Dunning - Replicability-Index

“These responses to our work have also furnished us moments of delicious irony, in that each critique makes the basic claim that our account of the data displays an incompetence that we somehow were ignorant of.” (Dunning, 2011, p. 247).

In 1999, Kruger and Dunning published an influential article. With 2258 citations in WebofScience it ranks #28 in citations for articles in the Journal of Personality and Social Psychology. The main contributions of the article were (a) to demonstrate that overestimation of performance is not equally distributed across different levels of performance, and (b) to provide a theory that explain why low-performers are especially prone to overestimate their performance. The finding that low-performers overestimate their performance, while high-performers are more accurate or even underestimate their performance has been dubbed the Dunning-Kruger effect (DKE). It is one of the few effects in social psychology that is named in honor of the researchers who discovered it.

The effect is robust and has been replicated in hundreds of studies (Khalid, 2016; Pennycook et al., 2017). Interestingly, it can even be observed with judgments about physical attributes like attractiveness (Greitemeyer, 2020).

While there is general consensus that the DKE is a robust phenomenon, researchers disagree about the explanation for the DKE. Kruger and Dunning (1999) proposed a meta-cognitive theory. Accordingly, individuals have no introspective access to their shortcomings. For example, a student who picked one answer from a set of options in a multiple-choice test thinks that they picked the most reasonable option. After all, they would have picked a different option if they had considered another option as more reasonable. Students only become aware that they picked the wrong option when they are given feedback about their performance. As a result, they are overly confident that they picked the right answer before they are given feedback. This mistake will occur more frequently for low-performers than for high performers. It can not occur for students who ace their exam (i.e, get all answers correct). The only mistake top-performers could make is to doubt their right answers and underestimate their performance. Thus, lack of insight into mistakes coupled with a high frequency of mistakes leads to higher overconfidence among low-performers.

In contrast, critiques of the meta-cognitive theory have argued that DKE is a statistical necessity. As long as individuals are not perfectly aware of their actual performance, low-performers are bound to overestimate their performance and high-performers are bound to underestimate their performance (Ackermann et al., 2002; Gignac & Zajenkowski, 2020; Krueger & Mueller, 2002). This account has been called regression to the mean. Unfortunately, this label has produced a lot of confusion because the statistical phenomenon of regression to the mean is poorly understood by many psychologists.

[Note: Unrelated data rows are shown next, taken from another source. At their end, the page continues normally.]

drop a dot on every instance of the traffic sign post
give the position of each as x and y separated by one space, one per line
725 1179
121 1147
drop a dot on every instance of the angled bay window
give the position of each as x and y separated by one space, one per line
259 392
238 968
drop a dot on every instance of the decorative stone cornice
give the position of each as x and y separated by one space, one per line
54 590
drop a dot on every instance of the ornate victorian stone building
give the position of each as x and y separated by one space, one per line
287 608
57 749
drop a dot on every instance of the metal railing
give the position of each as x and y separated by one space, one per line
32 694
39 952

Misunderstanding of Regression to the Mean

Wikipedia explains that “in statistics, regression toward the mean (or regression to the mean) is the phenomenon that arises if a sample point of a random variable is extreme (nearly an outlier), a future point will be closer to the mean or average on further measurements.”

Wikipedia also provides a familiar example.

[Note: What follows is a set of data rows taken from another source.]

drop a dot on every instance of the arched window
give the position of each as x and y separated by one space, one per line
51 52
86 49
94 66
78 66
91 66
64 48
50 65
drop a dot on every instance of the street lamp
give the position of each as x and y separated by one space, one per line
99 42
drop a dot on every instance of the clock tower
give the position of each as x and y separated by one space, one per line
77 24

Consider a simple example: a class of students takes a 100-item true/false test on a subject. Suppose that all students choose randomly on all questions. Then, each student’s score would be a realization of one of a set of independent and identically distributed random variables, with an expected mean of 50. Naturally, some students will score substantially above 50 and some substantially below 50 just by chance. If one selects only the top scoring 10% of the students and gives them a second test on which they again choose randomly on all items, the mean score would again be expected to be close to 50. Thus the mean of these students would “regress” all the way back to the mean of all students who took the original test. No matter what a student scores on the original test, the best prediction of their score on the second test is 50.

This is probably the context that most psychologists have in mind when they think about regression to the mean. The same measurement procedure is repeated twice. In this scenario, students who performed lower the first time are likely to increase their performance the second time and students who performed well the first time are bound to decrease in their performance the second time. How much students regress towards the mean depends on the influence of their actual abilities on performance on the two tests. The more strongly the two tests are correlated, the less regression to the mean occurs. In the extreme case, where performance is fully determined by ability, the retest correlation is 1 and there is no regression to the mean because there are no residuals (i.e., deviations of individuals between their two performances).

The focus on the specific example of repeated measurements created a lot of confusion in the DKE literature. It probably started with Krueger and Mueller’s critique. First, they emphasize statistical regression and even provide a formula that shows a deterministic relationship between a predictor variable x and the discrepancies between the predictor variable and criterion, r(x,x-y) that is bound to be negative. It follows that low performers are bound to have larger positive deviations. However, they then proceed to discuss reliability of the performance measures.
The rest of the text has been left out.